From the news report:
A doctor in homeopathic medicine told the court that homeopathic vaccination was safe and effective, whereas traditional vaccination had short- and long-term risks, including a link to ADHD and autism.
But Justice Bennett accepted the evidence of a doctor at the Royal Children's Hospital in Melbourne, who said there was insufficient evidence of the effectiveness of homeopathic immunisation to justify its replacement of traditional immunisation.
The links to ADHD and autism had been disproved by studies in Scandinavia, France and the United States, the doctor said.
Justice Bennett said the risks associated with traditional immunisation did not outweigh the risks of infection.
“It appears to me that the efficacy of homeopathic vaccines in preventing infectious diseases has not been adequately scientifically demonstrated,” she said.
Science = 1. Woo = 0.
I do have one quibble though: the reference to “traditional” immunisation makes it seem like vaccination is merely a ‘tradition’ passed down uncritically, rather than the scientifically proven practice that it is.

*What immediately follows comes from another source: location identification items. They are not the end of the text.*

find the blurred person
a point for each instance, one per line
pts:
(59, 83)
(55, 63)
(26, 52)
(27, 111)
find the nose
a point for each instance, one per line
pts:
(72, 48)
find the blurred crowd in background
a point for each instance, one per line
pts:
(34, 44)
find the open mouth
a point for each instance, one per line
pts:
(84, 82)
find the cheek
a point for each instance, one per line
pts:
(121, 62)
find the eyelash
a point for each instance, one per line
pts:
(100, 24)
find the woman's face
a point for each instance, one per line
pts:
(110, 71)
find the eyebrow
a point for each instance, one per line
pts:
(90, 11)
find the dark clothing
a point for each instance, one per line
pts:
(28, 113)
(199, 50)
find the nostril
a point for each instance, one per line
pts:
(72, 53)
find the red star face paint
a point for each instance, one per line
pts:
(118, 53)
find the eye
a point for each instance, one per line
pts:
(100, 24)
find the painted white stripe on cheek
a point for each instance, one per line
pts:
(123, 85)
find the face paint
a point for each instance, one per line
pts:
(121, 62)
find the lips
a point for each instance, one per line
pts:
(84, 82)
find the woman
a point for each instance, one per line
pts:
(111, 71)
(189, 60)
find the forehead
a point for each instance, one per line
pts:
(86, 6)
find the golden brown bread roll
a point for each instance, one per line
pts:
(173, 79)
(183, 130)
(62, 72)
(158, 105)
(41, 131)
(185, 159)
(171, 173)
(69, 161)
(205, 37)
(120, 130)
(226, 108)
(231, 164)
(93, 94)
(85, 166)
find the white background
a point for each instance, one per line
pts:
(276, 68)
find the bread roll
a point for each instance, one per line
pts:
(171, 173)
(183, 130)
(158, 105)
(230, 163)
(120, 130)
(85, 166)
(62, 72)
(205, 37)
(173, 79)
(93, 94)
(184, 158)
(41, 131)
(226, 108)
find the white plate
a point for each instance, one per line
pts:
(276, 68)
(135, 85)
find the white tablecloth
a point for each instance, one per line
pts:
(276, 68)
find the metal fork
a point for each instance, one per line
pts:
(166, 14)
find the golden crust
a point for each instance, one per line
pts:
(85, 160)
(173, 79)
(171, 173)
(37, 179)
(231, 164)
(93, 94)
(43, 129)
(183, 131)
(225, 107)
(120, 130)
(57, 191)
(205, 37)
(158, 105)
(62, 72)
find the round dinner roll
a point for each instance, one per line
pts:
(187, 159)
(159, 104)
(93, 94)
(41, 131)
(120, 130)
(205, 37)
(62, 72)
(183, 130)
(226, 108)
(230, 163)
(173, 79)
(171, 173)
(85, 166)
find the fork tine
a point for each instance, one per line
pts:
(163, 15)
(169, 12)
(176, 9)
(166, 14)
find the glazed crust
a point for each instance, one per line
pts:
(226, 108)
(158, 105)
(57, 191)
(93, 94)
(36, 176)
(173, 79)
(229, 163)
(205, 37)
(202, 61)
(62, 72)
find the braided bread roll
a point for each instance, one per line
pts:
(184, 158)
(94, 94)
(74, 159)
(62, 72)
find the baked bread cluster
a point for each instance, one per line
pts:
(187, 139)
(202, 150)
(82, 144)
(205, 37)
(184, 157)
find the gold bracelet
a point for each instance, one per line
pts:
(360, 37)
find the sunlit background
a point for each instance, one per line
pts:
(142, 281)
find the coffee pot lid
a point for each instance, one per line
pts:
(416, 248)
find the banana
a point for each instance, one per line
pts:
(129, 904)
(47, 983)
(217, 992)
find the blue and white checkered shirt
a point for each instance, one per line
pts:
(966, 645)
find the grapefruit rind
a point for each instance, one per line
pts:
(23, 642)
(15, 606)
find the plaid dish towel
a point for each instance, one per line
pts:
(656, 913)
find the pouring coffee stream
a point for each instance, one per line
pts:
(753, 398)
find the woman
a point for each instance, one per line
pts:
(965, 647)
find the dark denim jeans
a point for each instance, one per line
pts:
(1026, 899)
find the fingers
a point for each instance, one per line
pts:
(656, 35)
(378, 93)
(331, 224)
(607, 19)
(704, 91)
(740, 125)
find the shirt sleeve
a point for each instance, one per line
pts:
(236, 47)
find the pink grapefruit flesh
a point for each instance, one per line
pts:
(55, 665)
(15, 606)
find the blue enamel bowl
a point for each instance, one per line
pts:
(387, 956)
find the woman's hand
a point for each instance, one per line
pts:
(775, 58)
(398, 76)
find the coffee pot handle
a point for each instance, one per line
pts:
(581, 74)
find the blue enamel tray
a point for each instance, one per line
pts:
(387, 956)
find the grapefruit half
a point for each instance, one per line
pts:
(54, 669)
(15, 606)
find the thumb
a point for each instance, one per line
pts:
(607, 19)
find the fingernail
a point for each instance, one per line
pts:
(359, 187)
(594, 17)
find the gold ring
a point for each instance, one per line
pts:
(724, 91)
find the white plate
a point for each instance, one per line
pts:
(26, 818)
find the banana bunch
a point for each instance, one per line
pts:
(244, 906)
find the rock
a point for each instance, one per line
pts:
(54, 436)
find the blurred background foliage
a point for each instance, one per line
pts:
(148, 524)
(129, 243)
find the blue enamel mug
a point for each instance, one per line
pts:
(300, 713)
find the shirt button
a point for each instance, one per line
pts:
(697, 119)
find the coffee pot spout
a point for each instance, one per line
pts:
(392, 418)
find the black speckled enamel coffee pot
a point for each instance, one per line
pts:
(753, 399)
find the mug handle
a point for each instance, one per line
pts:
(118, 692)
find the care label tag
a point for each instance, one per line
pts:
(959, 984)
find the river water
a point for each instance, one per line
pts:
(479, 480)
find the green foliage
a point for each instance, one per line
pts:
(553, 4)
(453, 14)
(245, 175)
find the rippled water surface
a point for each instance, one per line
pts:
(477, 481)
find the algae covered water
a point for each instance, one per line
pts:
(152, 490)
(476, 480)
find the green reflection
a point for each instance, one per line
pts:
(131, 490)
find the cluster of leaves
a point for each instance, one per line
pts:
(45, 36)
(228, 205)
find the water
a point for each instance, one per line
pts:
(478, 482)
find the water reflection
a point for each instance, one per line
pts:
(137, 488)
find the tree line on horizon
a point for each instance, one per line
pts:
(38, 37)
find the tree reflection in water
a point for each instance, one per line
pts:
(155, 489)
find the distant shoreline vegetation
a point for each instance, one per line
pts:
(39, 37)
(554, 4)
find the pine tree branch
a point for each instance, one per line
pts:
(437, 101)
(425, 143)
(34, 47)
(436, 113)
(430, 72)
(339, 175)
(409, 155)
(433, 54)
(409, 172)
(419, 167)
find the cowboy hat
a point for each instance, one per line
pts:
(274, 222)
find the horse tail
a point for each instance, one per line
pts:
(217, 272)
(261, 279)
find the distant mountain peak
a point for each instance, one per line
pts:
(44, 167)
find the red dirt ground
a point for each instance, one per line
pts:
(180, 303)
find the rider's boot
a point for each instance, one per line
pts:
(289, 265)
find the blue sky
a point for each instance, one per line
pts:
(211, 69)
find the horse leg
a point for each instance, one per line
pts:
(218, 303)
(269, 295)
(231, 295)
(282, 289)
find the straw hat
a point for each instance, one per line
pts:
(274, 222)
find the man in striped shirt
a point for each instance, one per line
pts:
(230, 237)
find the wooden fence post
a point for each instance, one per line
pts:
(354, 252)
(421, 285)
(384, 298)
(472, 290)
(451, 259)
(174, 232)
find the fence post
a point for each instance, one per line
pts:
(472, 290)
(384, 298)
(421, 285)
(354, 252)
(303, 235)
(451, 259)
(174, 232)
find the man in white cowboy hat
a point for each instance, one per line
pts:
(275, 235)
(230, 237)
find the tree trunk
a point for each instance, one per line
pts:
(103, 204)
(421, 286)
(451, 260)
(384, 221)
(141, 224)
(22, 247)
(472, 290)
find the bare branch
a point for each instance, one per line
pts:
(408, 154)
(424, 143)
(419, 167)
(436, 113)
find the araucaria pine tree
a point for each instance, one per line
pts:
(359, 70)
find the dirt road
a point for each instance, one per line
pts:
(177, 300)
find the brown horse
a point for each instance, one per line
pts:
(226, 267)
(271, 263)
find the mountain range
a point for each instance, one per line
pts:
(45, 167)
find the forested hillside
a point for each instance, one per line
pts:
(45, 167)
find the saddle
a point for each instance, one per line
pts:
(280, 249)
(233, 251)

Even though a poorly-designed government scheme makes taxpayers subsidise anti-vaxers, the judge’s decision gives me hope that Australians are generally unsympathetic to anti-vaccination ideology. The poll included in the article and the comments below it are also encouraging. Great to see so many people showing strong critical thinking skills and an understanding of epidemiology and immunology. Homeopathy also gets the drubbing it deserves.
It’s sad that the legal system has to intervene in order to protect children from their own parents. But when those parents swallow dangerous ideas hook, line and sinker, this intervention becomes necessary.